At First Christian Reformed Church (2670 Victoria Drive) until October 18, 2014
1-800-838-3006/www.osimous.com
Posted October 4, 2014
As a young man back in the 1930s, American playwright Thornton Wilder was dissatisfied with the theatre: “I felt that something had gone wrong….I began to feel that the theatre was not only inadequate, it was evasive.” His artistic reaction to this dissatisfaction was Our Town, premiering in 1938 in Princeton, New Jersey; it went on to win the Pulitzer Prize for Drama.
Some of these same concerns are also apparent in the mission statement of Vancouver’s osimous theatre – “To change the way people see theatre” – under the artistic direction of actor/director Bob Frazer.
“No curtain, no scenery” were Wilder’s stage directions for Our Town. When, for example, Mrs. Webb (Dawn Petten) sets the table, we don’t need to see plates. And when the newspaper boy throws the paper, there doesn’t have to be a paper. What Wilder suggested were a couple of tables, two ladders and a handful of chairs; osimous has followed his directive with very few additions.
As with the critically acclaimed Hedda Gabler, presented last year by osimous theatre in the West End’s Roedde House, Frazer seats the audience right inside the action on a collection of old sofas, upholstered chairs and a couple of rows of stacking chairs. And so we not only witness the lives of the some of the men, women and children of Grover’s Corners, New Hampshire in 1901, 1904 and 1913, we feel we live there, too.
In Our Town, Wilder celebrates ordinary people leading ordinary lives: Dr. Gibbs (Craig Erickson), his wife Julia (Quelemia Stacey Sparrow) and their son George (Chris Cope); newspaper editor Mr. Webb (John Shaw), his wife Myrtle (Dawn Petten) and their daughter Emily (Lauren Jackson). There are no big moments in Our Town; no revelations, no twists and turns, no real conflicts (and definitely no sex or violence) and so we rely completely on the performers to make these characters come alive and interesting in spite of the smallness of their lives. And they do: Erickson’s hard-working family doctor hides his feelings behind a gruff façade; Sparrow shows the longing Mrs. Gibbs has to visit Paris; Petten lets us see what heartbreak Mrs. Webb suffers when Emily marries and leaves home. Small moments in small lives are made engaging through skillful, committed performance. Six actors including John Shaw and pianist/violinist Varya Rubin play multiples roles as well as producing sound effects for water being pumped, the clip-clopping of the milkman’s horse Bessie, the lonely sound of a faraway train, for example.

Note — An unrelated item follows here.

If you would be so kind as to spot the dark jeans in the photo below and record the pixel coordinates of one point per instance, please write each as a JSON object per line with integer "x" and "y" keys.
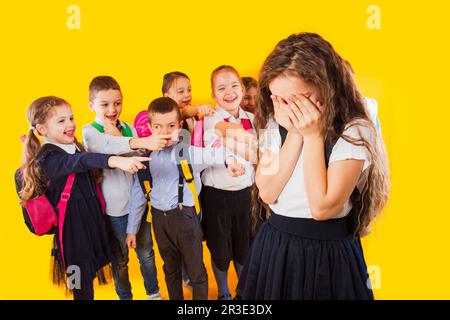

Act 3 is mostly Emily’s and Jackson’s performance is outstanding. Barefoot and open-hearted, Jackson passionately argues Wilder’s point: life is wasted on the living. I’ve never completely been comfortable with Our Town’s conclusion; Emily seems unaccountably eager to return to the land of the dead after a brief return to Grover’s Corners; she has, after all, had a full, rich life. But I appreciate that we are often too busy to look at the stars, hear the wind in the trees or smell lilacs on a rainy day. Wilder suggests we should stop “spending and wasting time”. Life is precious. No argument there.
Nevertheless, I loved this production; it’s so ‘homespun’ you can imagine apple pie cooling on the windowsills; the smell of manure left by Bessie, the milkman’s horse; the sound of laundry flapping in the wind. From the moment you enter this church hall-cum-theatre and mill about with the rest of the audience and the actors before the show and during the two intermissions, it’s inclusive, familiar and as comfortable as an old sofa. We talked amongst ourselves about our lives, our families, our work. While our own town often feels soulless, Our Town feels like a warm and welcoming community. That’s what osimous is all about; we are, after all, in this together.